Later, three residents seeing them in their car appearing "agitated and behaving abnormally" all called police. A patrol car stopped the Fiat. The weapons and equipment were found and the pair were arrested for possessing offensive weapons and going equipped. As police searched the car more carefully – and later the men's flat in Manchester – they realised that something bigger than a robbery had been in the offing.
At the flat were a crossbow, a BB gun, and notes, one of which read: "Joscelyn [sic] Stoker … RIP for ever" and: "I don't kill just for dollars, only for good cause or reason." One mentioned decapitation and another read: "Once Jocelyn's dead … find a river to dump her." They also described her as a "she-devil" and took umbrage at her links to the monarchy (Stone has sung for the royals and was invited to Prince William's wedding). "Invited to Will's wedding by Queen. Where's the sense in that?" mused one note.
When she gave evidence, Stone told the jury she had been enjoying a "really nice" day until police banged on her door and told her they believed Liverpool and Bradshaw had been planning to rob her. It got worse when they returned later and told her that, actually, the pair had been planning to kill her.
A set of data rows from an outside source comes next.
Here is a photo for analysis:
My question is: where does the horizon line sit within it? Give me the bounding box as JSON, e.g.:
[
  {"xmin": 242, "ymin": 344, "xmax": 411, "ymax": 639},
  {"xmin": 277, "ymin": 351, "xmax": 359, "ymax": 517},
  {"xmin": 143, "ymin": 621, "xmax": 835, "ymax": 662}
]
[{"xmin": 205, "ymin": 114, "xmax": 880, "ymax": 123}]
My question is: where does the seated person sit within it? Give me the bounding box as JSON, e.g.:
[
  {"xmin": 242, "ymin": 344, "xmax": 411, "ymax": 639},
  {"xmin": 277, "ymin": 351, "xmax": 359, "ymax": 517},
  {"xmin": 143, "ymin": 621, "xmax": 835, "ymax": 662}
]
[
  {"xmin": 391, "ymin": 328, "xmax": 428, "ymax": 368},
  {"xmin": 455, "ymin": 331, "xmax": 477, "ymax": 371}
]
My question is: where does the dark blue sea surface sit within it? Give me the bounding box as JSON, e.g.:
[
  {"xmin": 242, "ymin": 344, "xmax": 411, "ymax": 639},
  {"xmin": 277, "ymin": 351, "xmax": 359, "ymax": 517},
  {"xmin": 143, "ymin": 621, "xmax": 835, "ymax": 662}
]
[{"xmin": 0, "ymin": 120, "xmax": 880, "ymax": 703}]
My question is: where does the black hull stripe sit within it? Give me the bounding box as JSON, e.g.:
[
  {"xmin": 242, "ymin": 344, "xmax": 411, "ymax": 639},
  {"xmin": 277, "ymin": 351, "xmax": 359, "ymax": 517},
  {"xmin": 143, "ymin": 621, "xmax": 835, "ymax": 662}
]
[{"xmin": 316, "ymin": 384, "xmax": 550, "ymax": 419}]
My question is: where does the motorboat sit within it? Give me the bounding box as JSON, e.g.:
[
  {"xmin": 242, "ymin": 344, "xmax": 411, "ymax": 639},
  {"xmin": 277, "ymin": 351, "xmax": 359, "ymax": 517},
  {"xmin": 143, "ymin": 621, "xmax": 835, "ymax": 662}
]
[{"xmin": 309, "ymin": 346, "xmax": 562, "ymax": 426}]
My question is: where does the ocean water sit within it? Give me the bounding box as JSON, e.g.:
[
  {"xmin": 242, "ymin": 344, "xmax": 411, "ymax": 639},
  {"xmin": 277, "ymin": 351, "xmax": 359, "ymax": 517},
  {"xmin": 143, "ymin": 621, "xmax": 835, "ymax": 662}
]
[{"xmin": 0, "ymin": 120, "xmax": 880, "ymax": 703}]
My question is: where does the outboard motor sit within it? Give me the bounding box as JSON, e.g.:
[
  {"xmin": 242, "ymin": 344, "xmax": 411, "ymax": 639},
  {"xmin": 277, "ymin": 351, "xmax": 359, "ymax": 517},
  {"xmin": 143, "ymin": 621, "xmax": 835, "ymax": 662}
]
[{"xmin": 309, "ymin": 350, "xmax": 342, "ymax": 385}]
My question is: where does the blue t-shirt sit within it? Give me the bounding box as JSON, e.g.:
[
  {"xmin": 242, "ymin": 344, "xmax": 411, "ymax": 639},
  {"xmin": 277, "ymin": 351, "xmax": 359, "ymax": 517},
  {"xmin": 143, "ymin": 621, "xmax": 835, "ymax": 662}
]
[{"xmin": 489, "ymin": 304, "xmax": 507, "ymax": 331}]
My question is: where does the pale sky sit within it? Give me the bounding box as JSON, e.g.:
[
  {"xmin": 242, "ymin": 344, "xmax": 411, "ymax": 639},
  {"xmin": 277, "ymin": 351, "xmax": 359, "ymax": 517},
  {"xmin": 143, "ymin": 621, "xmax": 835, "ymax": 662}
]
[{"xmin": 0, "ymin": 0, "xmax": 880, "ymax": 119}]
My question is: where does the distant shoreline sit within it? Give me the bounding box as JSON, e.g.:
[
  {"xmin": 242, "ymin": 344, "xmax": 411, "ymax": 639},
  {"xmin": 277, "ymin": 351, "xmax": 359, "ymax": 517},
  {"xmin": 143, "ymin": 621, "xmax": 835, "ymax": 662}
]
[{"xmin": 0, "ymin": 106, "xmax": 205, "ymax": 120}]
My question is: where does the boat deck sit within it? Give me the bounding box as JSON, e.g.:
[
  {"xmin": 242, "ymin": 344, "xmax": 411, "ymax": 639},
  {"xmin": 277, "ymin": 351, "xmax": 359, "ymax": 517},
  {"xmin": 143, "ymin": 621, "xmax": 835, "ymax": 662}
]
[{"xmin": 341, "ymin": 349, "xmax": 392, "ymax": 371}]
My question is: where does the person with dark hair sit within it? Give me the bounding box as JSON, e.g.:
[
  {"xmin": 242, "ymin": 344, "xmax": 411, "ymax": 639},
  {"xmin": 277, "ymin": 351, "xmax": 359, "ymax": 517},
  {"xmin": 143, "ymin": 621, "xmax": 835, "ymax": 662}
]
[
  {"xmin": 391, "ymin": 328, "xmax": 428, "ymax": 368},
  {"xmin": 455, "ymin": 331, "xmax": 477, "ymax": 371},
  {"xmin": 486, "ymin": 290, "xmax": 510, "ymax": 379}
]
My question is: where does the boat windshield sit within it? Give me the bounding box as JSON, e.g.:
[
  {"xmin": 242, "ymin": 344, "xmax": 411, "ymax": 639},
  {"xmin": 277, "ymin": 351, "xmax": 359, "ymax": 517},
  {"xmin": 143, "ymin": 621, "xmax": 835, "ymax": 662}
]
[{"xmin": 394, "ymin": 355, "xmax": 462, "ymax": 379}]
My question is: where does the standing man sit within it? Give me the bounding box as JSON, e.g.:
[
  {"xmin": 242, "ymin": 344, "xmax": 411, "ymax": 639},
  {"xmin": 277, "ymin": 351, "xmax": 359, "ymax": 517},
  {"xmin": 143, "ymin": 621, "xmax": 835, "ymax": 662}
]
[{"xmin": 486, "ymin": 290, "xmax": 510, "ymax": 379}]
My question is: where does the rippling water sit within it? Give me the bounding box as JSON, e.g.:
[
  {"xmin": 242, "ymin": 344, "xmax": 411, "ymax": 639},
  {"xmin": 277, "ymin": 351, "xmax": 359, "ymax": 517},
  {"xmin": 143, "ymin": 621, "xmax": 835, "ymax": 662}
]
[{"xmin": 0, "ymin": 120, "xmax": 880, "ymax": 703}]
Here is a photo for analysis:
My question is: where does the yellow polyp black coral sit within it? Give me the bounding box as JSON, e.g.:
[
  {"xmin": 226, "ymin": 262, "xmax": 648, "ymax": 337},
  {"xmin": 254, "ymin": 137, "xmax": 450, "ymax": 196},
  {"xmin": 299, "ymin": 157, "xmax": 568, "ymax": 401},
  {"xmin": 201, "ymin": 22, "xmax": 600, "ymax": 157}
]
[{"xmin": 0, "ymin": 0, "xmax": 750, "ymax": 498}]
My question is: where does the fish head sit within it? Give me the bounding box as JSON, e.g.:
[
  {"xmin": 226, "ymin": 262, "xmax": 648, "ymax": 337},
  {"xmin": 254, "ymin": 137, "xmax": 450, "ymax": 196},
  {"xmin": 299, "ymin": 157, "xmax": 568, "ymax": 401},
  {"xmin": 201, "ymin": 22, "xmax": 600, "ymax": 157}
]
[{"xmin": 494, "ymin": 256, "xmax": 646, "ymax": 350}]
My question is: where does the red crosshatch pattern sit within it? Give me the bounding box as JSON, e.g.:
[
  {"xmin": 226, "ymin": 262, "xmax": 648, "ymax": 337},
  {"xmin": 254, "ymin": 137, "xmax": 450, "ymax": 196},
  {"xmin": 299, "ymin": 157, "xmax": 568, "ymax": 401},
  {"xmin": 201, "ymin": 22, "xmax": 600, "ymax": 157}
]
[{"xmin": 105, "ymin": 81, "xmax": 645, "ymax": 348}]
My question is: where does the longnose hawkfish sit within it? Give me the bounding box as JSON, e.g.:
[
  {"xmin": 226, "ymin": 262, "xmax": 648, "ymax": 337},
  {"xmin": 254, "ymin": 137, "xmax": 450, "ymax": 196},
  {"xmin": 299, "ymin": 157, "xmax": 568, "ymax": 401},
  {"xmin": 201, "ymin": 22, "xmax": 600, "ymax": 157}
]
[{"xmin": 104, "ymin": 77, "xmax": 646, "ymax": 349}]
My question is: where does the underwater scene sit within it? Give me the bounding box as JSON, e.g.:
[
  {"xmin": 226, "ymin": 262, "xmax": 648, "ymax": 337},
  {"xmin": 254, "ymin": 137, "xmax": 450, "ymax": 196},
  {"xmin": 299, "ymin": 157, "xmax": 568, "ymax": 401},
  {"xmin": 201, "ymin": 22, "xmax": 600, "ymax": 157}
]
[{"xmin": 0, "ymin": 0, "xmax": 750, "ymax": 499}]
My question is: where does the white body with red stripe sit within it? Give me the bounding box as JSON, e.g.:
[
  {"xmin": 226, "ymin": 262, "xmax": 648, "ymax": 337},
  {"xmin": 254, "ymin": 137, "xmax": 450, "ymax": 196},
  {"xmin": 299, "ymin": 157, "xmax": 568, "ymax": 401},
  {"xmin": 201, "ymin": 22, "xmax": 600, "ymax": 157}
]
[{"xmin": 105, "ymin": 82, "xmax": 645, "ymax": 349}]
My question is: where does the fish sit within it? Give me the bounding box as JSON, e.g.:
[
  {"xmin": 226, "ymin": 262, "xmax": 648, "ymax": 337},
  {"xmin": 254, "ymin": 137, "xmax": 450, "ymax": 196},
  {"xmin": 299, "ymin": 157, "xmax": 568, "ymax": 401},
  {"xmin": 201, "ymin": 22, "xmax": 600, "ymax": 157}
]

The two refused to reveal their motivation. They did not appear to be fixated on Stone, and they did not even have copies of her CDs. Detectives have not ruled out others may have been involved.
Liverpool has previous convictions for assault and having bladed articles or knives in public places. In 2010 he was given a community sentence with a mental health requirement. Bradshaw has an IQ level often associated with a learning disability and has been diagnosed with schizophrenia. He has been jailed 11 times for persistently breaching a court order after being convicted of exposing himself on the steps of Leeds town hall in 2006. After he was found sleeping rough in London and appearing at the Old Bailey, he was given a hospital order, and cared for in a mental health unit in Manchester between June 2009 and April 2010. On his discharge he went to stay with Liverpool, and stopped taking his medication.
By January 2011, police believe, the conspiracy plot was hatched. The pair had no computer at the flat. Instead Liverpool used a computer at his local library to research various artists, from Girls Aloud to Beyoncé, Dizzee Rascal and Eminem, before they fixed on Stone.
Texts to contacts in Manchester found by the police showed Liverpool had tried to source semi-automatic guns, silencer and night-vision kit. Bradshaw's fingerprints were not found on any of the weapons nor could any text messages or notes relating to the plot be attributed to him directly. He told the jury he had not even heard of Joss Stone before he was arrested and was just on a "day out".
Sentencing Liverpool the judge said it was clear he had been planning to rob someone of what he "hoped would be in excess of £1m". He had chosen Stone as a "random target" because he thought she was wealthy and assumed "she was a friend of the royal family" and would be able to give them that sort of amount.
He said Liverpool had recruited Bradshaw into the scheme. "It may have been … 'a crazy scheme from a crazy person and must be likely to fail' but when you decided to travel from Manchester to Devon you intended to carry it out," he said. He was considering a hybrid sentence for Bradshaw, meaning he would receive a custodial sentence but would most likely serve it in a secure psychiatric unit.
Stone lived among the community where she ran an "open house" to which neighbours were encouraged to pop in. She told the court she did not have a proper lock on her door or set her alarm. "But I do now," she added.
In a statement after the verdicts, she said: "I am relieved the trial is now over and that these men are no longer in a position to cause harm to anyone".